Create the merged transcript files - Currently just on a small test file

python $PROCESSING_PATH/add_transcriptions.py --input_file $CORPUS_PATH/clean_json_3/$CORPUS_NAME/train/nrk_small.json --transcript_file $CORPUS_PATH/clean_json_3/$CORPUS_NAME/train/nrk_wav2vec_transcript_small.json --output_folder $CORPUS_PATH/transcribed_json_4/$CORPUS_NAME/train/

Manual changes to the files

jq -c 'select(.id | IN("stortinget-20100114-094334_8384400_8411300", "stortinget-20100302-100000_15268100_15293600", "stortinget-20100614-095552_2m_del_1_13521400_13547400", "stortinget-20110321-115501_2m_7288900_7310700", "stortinget-20111209-085501_6667700_6689000", "stortinget-20121025-095235_5761300_5790200", "stortinget-20121121-095439_5556900_5586500", "stortinget-20130307-095509_3652050_3680000", "stortinget-20141211-155720_12709000_12734100", "stortinget-20150217-095731_22209600_22210400", "stortinget-20150616-155450_7698500_7725000", "stortinget-20160217-095626_10071800_10100100", "stortinget-20170328-095500_15454300_15481400", "stortinget-20170613-085456_3097100_3124100", "stortinget-20181210-152505_14013700_14037800", "stortinget-20190604-155520_8092400_8119700", "stortinget-20200421-115527_15503200_15530100", "stortinget-20210427-095501_21558200_21584300", "stortinget-20210615-095521_1324000_1350500", "stortinget-20220511-095359_14382600_14410900") | not)' input.jsonl > output.jsonl

jq -c 'select(.id | IN("no19x173-07071999-1452_u0173083", "no12x767-02071999-0853_u0767043", "no20x404-05081999-1242_u0404193") | not)' input.jsonl > output.jsonl

Pseudo Labelling

Below is the steps for doing pseudo labelling.

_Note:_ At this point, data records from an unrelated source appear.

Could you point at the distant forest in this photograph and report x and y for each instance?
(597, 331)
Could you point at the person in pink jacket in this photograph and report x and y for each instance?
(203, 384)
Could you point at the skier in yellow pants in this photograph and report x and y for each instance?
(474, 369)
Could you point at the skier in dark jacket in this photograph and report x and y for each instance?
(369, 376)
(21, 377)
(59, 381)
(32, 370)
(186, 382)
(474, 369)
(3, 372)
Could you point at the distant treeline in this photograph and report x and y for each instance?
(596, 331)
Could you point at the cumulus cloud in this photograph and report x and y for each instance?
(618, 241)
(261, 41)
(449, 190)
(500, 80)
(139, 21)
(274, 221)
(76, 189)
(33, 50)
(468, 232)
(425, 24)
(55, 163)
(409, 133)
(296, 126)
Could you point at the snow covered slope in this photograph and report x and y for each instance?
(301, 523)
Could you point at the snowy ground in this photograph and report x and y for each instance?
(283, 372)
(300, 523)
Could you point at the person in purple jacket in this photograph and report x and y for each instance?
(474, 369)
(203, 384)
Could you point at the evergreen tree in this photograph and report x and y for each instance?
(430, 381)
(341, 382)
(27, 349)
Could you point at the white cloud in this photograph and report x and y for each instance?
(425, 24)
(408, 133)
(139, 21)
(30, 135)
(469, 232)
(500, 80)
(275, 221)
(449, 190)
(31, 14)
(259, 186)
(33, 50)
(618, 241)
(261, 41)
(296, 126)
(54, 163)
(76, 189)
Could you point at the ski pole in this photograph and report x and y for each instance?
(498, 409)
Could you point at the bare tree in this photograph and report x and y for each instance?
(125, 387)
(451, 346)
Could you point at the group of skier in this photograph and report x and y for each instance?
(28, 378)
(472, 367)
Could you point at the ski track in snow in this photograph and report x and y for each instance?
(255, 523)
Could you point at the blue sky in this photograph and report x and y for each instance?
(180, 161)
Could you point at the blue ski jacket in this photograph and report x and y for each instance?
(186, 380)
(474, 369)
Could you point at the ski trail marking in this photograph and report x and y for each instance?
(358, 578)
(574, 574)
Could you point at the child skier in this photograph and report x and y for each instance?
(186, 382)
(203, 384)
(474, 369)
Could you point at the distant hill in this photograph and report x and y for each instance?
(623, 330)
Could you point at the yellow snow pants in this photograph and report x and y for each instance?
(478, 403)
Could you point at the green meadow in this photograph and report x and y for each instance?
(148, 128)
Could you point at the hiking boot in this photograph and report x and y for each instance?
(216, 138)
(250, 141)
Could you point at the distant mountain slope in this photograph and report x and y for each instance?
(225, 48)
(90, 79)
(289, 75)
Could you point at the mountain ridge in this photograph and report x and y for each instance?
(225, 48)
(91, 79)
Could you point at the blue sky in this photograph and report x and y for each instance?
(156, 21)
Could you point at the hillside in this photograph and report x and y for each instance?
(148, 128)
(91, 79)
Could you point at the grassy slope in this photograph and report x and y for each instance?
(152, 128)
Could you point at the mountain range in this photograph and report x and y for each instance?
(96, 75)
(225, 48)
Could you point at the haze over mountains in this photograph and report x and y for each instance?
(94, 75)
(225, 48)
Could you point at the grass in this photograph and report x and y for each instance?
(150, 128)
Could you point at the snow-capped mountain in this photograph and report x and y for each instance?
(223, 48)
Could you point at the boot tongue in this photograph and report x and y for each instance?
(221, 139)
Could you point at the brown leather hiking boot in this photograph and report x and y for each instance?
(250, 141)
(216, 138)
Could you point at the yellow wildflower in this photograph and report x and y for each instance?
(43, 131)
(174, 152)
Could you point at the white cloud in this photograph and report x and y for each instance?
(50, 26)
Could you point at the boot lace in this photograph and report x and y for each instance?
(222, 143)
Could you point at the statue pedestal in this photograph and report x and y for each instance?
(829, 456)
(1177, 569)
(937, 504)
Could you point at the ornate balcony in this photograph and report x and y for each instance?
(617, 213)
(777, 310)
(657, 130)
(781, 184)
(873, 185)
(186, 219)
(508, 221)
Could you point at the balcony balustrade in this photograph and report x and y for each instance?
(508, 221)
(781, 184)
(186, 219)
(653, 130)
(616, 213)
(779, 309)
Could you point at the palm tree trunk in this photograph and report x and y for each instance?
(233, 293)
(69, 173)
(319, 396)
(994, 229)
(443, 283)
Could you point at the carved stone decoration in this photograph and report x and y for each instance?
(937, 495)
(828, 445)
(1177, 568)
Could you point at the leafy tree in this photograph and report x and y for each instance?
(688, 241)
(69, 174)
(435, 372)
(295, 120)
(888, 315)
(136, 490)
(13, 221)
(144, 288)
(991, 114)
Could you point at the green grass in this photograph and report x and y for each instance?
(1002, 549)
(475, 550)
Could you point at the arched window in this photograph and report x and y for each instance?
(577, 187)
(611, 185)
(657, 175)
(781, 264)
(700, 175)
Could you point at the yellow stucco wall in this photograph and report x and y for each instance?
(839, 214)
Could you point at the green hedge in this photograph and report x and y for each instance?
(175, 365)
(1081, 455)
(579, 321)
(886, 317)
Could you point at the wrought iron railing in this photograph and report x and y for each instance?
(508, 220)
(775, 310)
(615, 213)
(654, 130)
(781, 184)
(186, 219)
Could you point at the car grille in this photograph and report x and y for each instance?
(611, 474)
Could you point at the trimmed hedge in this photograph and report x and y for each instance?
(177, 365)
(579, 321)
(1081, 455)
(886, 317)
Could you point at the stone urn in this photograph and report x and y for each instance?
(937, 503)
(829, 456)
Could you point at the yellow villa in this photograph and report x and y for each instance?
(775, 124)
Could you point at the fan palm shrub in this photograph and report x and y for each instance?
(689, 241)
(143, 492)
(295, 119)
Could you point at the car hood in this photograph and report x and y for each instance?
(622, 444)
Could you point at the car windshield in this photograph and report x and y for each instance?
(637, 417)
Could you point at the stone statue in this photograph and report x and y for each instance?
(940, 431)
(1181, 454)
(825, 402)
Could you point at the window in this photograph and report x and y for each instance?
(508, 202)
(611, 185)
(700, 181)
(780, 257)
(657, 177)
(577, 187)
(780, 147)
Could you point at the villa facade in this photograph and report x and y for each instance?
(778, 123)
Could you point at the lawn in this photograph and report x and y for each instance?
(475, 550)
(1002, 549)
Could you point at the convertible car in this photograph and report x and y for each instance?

Using the new method, you can run the scipts in 'nb-whisper/transcribe/'. This command will produce tsv-files and check them into git.:

bash nb-shisper/transcribe/run_transcribe_fine4.sh

The old method is a lot slower. It should produce identical results, and pushes this to the GS bucket:

python simple_transcribe.py --model NbAiLab/nb-whisper-medium-fine4-npsc-norm-nohes

Assuming the old method. First let us copy the files to the local directory nbwhisper_transcripts/ from gs://nb-whisper-transcript.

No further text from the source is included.